Florida union pushes back against truck cameras after pilot program
- Sanitation workers in St. Petersburg, FL are opposing plans to install cameras across the city's fleet, citing concerns about surveillance and job security, after using the devices during a pilot program. The city is set to begin a three-year, $200,000 contract with Lytx, as reported by the Tampa Bay Times.
- During a trial period that began in April 2016, drivers had 19 serious incidents and three were recorded by the in-cab cameras. Another 454 "coachable" incidents were also recorded, such as distracted driving and not using seatbelts.
- The Florida Public Services Union, which represents these workers, is backing this position in meetings with the city. They have also cited concerns about the camera wiring causing fires and said the expectations aren't fair because the city's police officers don't have to wear body cameras.

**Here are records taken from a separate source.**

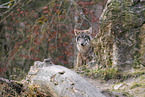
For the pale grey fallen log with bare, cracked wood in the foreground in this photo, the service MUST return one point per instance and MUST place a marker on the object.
(60, 81)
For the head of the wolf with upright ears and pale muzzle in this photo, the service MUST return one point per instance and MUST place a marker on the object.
(83, 40)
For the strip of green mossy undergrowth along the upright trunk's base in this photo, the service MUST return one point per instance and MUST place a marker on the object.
(110, 73)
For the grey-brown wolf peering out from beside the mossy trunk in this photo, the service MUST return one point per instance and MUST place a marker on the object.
(85, 49)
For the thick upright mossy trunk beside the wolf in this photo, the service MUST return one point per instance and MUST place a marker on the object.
(120, 43)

The growing use of cameras has raised questions among the labor community, though not usually in such a public fashion after a pilot program. Union officials say that St. Petersburg's drivers have safer records than their counterparts in nearby cities and that many of the recorded "coachable" incidents were minor or happened in city yards. Yet St. Petersburg's mayor has made this a priority during his reelection campaign, which indicates that the city may be hesitant to change course.
Similar questions were discussed during a safety symposium in New York last week, where many of the attendees have been investing in cameras over the past year. Industry executives said they try to emphasize the benefits that cameras provide to workers when faced with questions about surveillance or micro-management. In addition to the positive potential of these "coachable" incidents, they said one of the biggest selling points is to help exonerate drivers during accidents that weren't their fault. Large collection vehicles are sometimes seen as the automatic culprit in any incident when that may not always be the case.
Despite any potential wariness among drivers, the trend of fleets installing cameras appears likely to continue. Last year, the American Trucking Associations reported that technology accounted for 25% of the $9.5 billion in annual safety spending among fleet owners and some of the world's most advanced collection vehicles now include cameras as well.